CANTABIL, incorporated in 2000, is in the business of designing, manufacturing, branding and retailing apparel under the brand name Cantabil. The CANTABIL brand offers a complete range of formal wear, party wear, casual & ultracasual clothing for men and women in the middle to high-income group.
After the restructuring of its retail business (during FY11-14), Cantabil Retail India Ltd (CANTABIL) rose like a phoenix and emerged as a formidable player in the organized apparel retail space. A distinctly visible strategy of CANTABIL to tap under discovered markets of Tier II & III cities of India (often neglected by foreign & marquee brands) is gaining momentum. The company has a network of 414 exclusive retail outlets (as on 31st Aug 2022) covering an area of 4.6 lac sq ft in 18 states (up from 241 stores & 2.6 lac sq ft area in FY19).

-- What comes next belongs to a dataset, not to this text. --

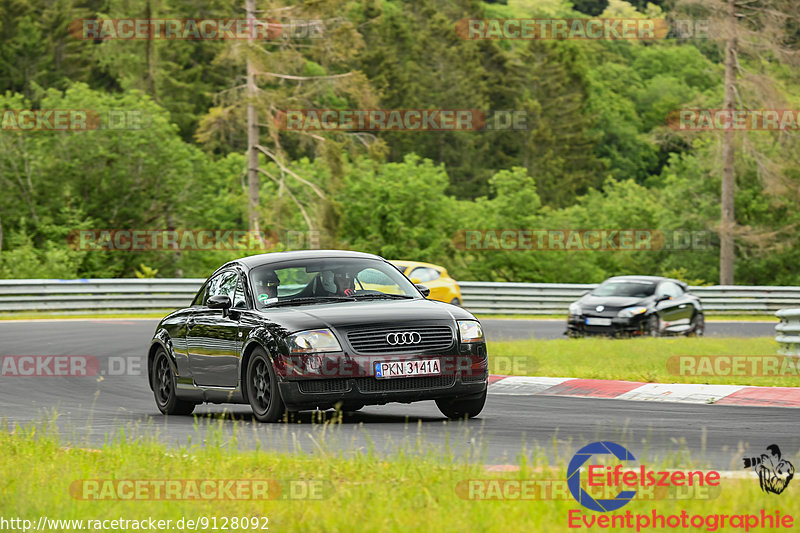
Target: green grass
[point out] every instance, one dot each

During FY15-20, the Indian retail apparel market grew at a CAGR of 10.0% and was pegged at ~US$ 66 bn in FY20, while the share of organized retail improved from 23.0% to 32.0% over the same period. As per the analysis report, this market is estimated to cross the US$100 bn mark by FY25 (CAGR of 8.7% during FY20-25) with a higher organized space share of 44.8% due to favourable changes in the demographic profile of India and rapid urbanization which is improving brand awareness in Tier II & III cities.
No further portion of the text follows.